The Austrian Raiffeisen Association (“Der Österreichische Raiffeisenverband”) was founded on May 20, 1898, under the name of “Allgemeiner Verband landwirtschaftlicher Genossenschaften” (“General Confederation of Agricultural Cooperatives”). On June 24, 1960, the General Confederation received the name “Austrian Raiffeisen Association”.
As an umbrella organisation, the Austrian Raiffeisen Association represents the interests of the entire Raiffeisen Group in politics as well as in society as a whole. Furthermore, among its wide-ranging areas of responsibility are, above all, the Raiffeisen Audit and the training of leading employees and officials.
The Austrian Raiffeisen Association acts as adviser and service provider of its members in all agricultural, economic and environmental policies, as well as in questions pertaining to tax law. As such, it supports the concerns of the Raiffeisen Group in all relevant national and international institutions and authorities.

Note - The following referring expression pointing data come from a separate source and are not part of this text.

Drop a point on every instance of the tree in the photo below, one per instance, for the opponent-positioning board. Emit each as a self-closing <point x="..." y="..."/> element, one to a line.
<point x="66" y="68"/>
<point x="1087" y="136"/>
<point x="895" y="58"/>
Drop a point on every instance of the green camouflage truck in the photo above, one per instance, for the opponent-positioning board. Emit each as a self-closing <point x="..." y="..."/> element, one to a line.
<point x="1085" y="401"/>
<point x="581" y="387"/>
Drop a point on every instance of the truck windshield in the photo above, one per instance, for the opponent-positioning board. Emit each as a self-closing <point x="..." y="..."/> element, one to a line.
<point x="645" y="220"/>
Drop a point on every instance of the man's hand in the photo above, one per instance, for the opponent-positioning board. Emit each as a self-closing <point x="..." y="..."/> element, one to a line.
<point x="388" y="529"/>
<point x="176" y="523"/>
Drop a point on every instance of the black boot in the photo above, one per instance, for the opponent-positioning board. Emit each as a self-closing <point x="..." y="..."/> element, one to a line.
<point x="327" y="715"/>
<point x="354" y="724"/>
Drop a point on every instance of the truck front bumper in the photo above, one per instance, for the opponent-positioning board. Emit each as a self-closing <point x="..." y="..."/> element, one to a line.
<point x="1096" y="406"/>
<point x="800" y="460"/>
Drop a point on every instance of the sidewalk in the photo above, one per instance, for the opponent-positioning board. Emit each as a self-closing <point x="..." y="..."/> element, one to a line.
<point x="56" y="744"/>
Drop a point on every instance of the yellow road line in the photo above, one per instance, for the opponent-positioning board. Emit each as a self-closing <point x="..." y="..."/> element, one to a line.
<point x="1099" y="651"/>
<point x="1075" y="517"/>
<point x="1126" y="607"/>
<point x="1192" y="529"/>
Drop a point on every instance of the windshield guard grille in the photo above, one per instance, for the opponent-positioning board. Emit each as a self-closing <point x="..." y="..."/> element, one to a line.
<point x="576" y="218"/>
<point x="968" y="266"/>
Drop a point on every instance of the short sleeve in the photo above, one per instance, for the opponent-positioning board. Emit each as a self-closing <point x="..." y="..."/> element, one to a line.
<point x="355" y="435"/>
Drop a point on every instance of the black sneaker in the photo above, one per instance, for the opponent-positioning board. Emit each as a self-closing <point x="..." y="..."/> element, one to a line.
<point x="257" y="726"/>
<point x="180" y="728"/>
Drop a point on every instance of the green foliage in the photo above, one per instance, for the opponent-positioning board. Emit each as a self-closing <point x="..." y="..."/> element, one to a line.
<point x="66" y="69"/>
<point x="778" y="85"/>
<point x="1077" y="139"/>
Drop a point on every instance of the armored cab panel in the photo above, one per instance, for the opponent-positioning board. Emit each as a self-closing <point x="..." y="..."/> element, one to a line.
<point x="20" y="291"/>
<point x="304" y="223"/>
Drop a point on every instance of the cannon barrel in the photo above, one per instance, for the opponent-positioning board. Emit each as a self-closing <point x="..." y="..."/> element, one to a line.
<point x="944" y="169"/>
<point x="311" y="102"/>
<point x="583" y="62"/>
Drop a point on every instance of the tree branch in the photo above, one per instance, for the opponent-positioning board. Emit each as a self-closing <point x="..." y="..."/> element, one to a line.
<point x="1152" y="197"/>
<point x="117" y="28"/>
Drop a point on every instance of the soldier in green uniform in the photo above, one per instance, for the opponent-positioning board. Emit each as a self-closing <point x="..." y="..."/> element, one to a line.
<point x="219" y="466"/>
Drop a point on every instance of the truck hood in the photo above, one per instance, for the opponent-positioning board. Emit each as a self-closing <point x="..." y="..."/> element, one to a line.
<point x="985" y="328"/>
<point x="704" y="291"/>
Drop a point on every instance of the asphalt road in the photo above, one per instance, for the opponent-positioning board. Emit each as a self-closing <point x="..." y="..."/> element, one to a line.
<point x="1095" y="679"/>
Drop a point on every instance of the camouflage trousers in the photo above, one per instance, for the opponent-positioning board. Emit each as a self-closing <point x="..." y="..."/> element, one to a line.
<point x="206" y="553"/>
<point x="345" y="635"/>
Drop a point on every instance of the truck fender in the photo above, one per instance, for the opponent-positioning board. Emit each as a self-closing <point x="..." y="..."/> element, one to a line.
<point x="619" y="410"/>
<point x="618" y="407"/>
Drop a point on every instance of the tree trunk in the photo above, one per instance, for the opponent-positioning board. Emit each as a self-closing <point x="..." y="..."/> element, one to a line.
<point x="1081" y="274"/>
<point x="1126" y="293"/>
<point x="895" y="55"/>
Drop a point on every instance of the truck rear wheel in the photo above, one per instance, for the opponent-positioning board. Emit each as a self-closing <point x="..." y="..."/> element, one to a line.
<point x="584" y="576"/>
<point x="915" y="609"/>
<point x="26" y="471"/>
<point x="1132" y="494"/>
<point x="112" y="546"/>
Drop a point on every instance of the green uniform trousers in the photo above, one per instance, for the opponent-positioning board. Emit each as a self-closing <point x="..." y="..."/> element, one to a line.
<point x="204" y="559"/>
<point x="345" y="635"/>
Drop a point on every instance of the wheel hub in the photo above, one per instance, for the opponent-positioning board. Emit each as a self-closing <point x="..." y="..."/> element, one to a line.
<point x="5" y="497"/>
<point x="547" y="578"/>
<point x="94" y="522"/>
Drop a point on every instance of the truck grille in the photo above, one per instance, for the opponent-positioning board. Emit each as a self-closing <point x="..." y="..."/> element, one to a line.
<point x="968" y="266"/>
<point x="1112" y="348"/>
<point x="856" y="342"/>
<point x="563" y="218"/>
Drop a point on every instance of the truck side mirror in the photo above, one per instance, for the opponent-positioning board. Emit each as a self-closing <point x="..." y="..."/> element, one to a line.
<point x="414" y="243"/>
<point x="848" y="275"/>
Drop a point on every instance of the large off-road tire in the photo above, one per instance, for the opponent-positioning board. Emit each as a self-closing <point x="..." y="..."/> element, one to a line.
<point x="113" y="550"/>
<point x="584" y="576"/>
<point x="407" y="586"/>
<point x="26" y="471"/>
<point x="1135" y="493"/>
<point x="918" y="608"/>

Information transfer, public relations work and coordination are significant elements of its duties. The Association informs about current propositions, assesses political decisions, and also proved itself as a crisis manager. The Austrian Raiffeisen Association considers itself a turntable, integration forum and provider of impetus for its members. The goal is to contribute to the economic, legal, socio-political and environmental framework conditions for the benefit and avail of the Raiffeisen Group.
For the organisation’s functionaries and staff, the Austrian Raiffeisen Association offers a comprehensive educational programme via the Raiffeisen Campus at a high quality level.
Moreover, the Austrian Raiffeisen Association functions as editor of the Raiffeisen Paper (“Raiffeisenzeitung”).
The Raiffeisen idea
The idea for a cooperative occurred in the 19th century. One of the cooperative’s significant pioneers was Friedrich Wilhelm Raiffeisen (1818-1888). He set himself the task to alleviate the population’s major economic poverty.
The conception was taken up in Austria; and slowly but steadily, the Raiffeisen organisation, founded at the end of 19th century, grew.
At the end of the 19th century, the number of savings and loan associations had risen to about 600.
The development of Raiffeisen in Austria is inextricably linked with the country’s history, on which, in turn, Raiffeisen had a determining influence.
Whoever deals with our country’s economic development will inevitably come across Raiffeisen cooperatives.
Raiffeisen cooperatives were major sponsors of the economic recovery following the two World Wars.
Today, the Raiffeisen Organisation in Austria has no less than 2,1 bn members; in total, there exist 1,450 Raiffeisen cooperatives.
Raiffeisen cooperatives pre-eminently aim achieving economic advancement of their members. The basis for this is a professional and successful business activity. However, the cooperative gives priority to the benefit of the member, not to the maximisation of its own profit.
Members of Raiffeisen cooperatives voluntarily join forces in order to support one another in the attainment of shared purposes. Thus, the individual may rely on the community’s solidary support, but must also be willing to make his or her own contribution.
Collaboration at Raiffeisen invariably occurs according to the principle of subsidiarity. Solely those tasks which the individual cannot fulfil by him- or herself at least just as well are performed by the community. This principle applies within each individual cooperative as well as to the collaboration of several cooperatives within the Raiffeisen combine.
Raiffeisen cooperatives are deeply embedded in their respective region. This guarantees excellent market knowledge and enables a personal relationship to members and clients – at the same time, an important fundament for active solidarity.
The voluntary work of countless functionaries form the backbone of Raiffeisen in Austria. As democratically elected boards of directors or members of the supervisory board, they are representatives of the respective members and, thereby, the voice and ears of their respective cooperative. The functionaries’ high level of commitment demonstrates their active co-responsibility; their competence ensures sustainable success.